J'appuie sur le bouton vert, ça y est la tonalité se fait entendre. Une femme au fort accent américain décroche, une chance pour moi que je parle couramment l'anglais :

« Allo ?

- Bonjour, je suis bien chez Mary Johnson ? je demande en croisant les doigts.

- Je suis désolée mais Madame Johnson n'habite plus ici. »

Tous mes espoirs s'effondrent.

« Ah... très bien, merci.

- De rien, au re...

- Attendez ! Savez-vous où je peux la joindre ? S'il vous plaît c'est extrêmement important... dis-je en essayent de paraître la plus sincère possible.

- Je ne connais pas son numéro ni son adresse. Mais je sais qu'elle travaille au « Miracle Records », je vais vous donner le numéro attendez.

- Oui j'attends, merci mille fois Madame ! »

La femme me donne le numéro et une fois les salutations faites, je raccroche le téléphone. Bon, c'est toujours ça, me dis-je un peu déçue. J'en profite pour regarder sur internet où se trouve ce fameux label d'enregistrement et je tombe sur une photographie de Mary Johnson. Visiblement, elle a une fonction très importante puisqu'elle est directrice artistique, rien que ça !

Le bureau est basé à New-York. Comment vais-je faire pour lui parler cette fois ? Je tente une première fois en exposant simplement ma situation.

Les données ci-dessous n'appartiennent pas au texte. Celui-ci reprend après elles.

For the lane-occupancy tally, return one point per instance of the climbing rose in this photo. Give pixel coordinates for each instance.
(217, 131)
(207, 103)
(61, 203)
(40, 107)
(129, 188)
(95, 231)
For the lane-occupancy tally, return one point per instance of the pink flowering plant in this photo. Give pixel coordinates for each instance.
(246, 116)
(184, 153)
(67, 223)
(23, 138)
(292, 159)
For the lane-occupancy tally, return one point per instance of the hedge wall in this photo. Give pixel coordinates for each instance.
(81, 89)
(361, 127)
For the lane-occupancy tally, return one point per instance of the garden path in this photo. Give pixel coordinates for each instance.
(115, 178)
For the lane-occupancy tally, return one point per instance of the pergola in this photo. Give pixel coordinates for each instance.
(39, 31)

Après quelques échanges, il est clair que la standardiste n'a pas du tout cru à mon histoire. En même temps, la demande ne doit pas être habituelle et je décide donc de me faire passer pour une artiste en quête label, venant de la part de Mike Carter. 

Cette fois, je gagne en crédibilité puisque on me met en attente en me dirigeant vers une tierce personne du nom de Sara Baker. Cette dernière me pose tout un tas de questions concernant ma musique auxquelles je réponds en essayant d'être sûr de moi bien que je suis en pleine improvisation.

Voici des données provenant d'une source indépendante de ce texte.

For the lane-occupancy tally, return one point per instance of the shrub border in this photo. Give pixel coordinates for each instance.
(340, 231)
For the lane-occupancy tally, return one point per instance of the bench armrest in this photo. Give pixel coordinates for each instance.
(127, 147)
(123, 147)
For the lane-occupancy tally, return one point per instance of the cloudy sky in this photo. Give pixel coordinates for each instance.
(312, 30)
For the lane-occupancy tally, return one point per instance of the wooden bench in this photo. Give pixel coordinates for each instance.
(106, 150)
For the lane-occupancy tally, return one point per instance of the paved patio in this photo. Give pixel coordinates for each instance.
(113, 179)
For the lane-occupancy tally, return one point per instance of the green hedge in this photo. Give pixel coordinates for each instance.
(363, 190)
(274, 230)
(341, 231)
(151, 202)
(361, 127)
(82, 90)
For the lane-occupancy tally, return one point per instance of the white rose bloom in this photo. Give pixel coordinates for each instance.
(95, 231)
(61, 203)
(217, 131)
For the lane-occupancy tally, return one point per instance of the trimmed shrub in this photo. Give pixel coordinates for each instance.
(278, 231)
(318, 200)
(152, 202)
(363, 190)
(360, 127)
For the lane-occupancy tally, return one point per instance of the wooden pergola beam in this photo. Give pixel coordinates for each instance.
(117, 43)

« Très intéressant ... me dit-elle. Je transfère votre appel à Madame Johnson, elle connaît très Monsieur Carter et se fera une joie d'aider une de ses découvertes musicales. Au revoir. »

Je suis sans voix, ce mensonge a fonctionné, je ne sais même pas comment. Il est clair que si telle était la vérité, Mike Carter aurait lui-même joint Mary. Soudain, une voix féminine se présente :

« Bonjour, ici Mary Johnson. Vous avez été repéré par Mike c'est bien ça ? »

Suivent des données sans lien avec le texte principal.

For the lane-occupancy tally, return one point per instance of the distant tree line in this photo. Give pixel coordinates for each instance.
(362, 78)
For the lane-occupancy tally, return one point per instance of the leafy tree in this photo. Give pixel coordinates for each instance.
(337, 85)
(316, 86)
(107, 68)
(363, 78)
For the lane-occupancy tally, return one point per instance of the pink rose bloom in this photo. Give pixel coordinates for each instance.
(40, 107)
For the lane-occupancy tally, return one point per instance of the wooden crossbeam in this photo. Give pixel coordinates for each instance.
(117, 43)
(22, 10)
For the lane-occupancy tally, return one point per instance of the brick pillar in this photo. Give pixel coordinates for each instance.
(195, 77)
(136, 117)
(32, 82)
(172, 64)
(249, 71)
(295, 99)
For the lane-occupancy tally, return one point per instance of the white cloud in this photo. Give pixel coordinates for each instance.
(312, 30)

Il fallait maintenant que je mette fin au traquenard.

« Bonjour Madame, je m'appelle Anha Ly Nguyen, je suis la fille de Loan Nguyen. J'appelle de sa part, je vous en prie vous souvenez-vous d'elle ? Elle était mannequin pour Cabelo à la Fashion Week de Paris en 1994 et ...

- Bien sûr que je me souviens de Loan ! Cela fait au moins quinze ans je n'ai pas eu de ses nouvelles, mais nous étions très amies en ce temps-là. Comment va-t-elle ? demande-t-elle d'un ton enjoué. »

Oups, je ne me suis pas préparée à cette question, bien qu'elle soit évidente. Je déglutis et dit avec peine :

« Elle est ... elle est décédée il y a presque un mois ... »

Le silence s'établit au bout de la ligne.

« Oh ... mon dieu ! Je suis profondément navrée de l'apprendre. Comment cela est-il arrivé ? »

Sa sincérité me touche beaucoup et je lui raconte tout, l'accident, le secours apporté par Raphaël, la seconde crise cardiaque. Puis, j'entre dans le vif du sujet :

« Madame, la raison de mon appel est particulière ... Ma mère m'a laissé une lettre, dans laquelle elle dit avoir fréquenté Mike Carter et que je suis sa ... sa fille. Je crois savoir qu'elle vous avait écrit, en vous donnant la responsabilité de le lui dire, ou pas.

- Tout à fait, je me souviens. Loan avait l'air complétement désemparée. Je sais que Mike l'a aimé profondément même si leur histoire n'a pas duré longtemps. Cependant, je n'ai pas eu la force de lui avouer. Surtout, je trouvais que ce n'était pas à moi de prendre une telle décision, lourde de conséquences. Je suis désolée Anha mais Mike n'est pas au courant ... J'espère que tu ne m'en veux pas. »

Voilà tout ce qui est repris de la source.